We don’t believe that new is always best. We are excited by the opportunities that new technology offers, but also respect much older values and ways of working. So we deliberately chose “Guild” to echo the medieval institutions which were all about craft, quality, learning and community. Those things, and humans’ desire to belong to a ‘tribe’, have not changed.
We also want to create a brand that is British/European. Most tech companies are American and we believe it is an opportunity to differentiate with a European brand that plays to Europe’s long history – and it is where guilds originated. Some European countries are particularly sensitive to privacy (e.g. Germany, France) and distrustful of US “Big Tech”. Likewise, in the Middle East. And India, and much of Asia, have long held an interest in European luxury brands. We are positioning Guild more as a premium brand than an everyday consumer app.
Q: What do you see as Guild’s particular strengths and/or unique selling points?
We will struggle to compete on features in the long run so really it is about the brand, the quality of the experience, and quality of the people using Guild. We have to make Guild the aspirational thing to belong to.
If you take a private members club like Soho House, for example, which is also a British brand that has expanded globally very successfully, it doesn’t really do anything that other venues don’t and yet it has a huge waiting list.
A lot of our thinking around Guild is similar.

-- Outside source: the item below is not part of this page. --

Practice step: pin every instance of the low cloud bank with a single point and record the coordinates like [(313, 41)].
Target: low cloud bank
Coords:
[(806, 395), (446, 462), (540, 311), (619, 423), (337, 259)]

The details of the experience are ‘high touch’, the look and feel very distinctive and refined, the hosts of groups have to pay, there are no public directories or listings as everything is invitation-only, private and discrete. Guild is really only for your most valuable professional connections – the cream of your contacts. People who you really value and want to have access to. LinkedIn is not that any more if it ever was.
“Guild is really only for your most valuable professional connections – the cream of your contacts. People who you really value and want to have access to.”
Q: What kinds of organisations are responding best to Guild’s offering at present? Is this what you expected?
We have identified 23 different target segments with quite different use cases. What they have in common is that the groups are all relatively small (10s to 100s), all professional, all high value. We see our main competitor as the business use of WhatsApp, so wherever you see WhatsApp now being used for work stuff – that is our market. That could be anything from awards programme judges to VIP conference speakers, governors/trustees, shareholders, special interest groups, boards, management teams, entrepreneur groups, peer networks, user groups etc.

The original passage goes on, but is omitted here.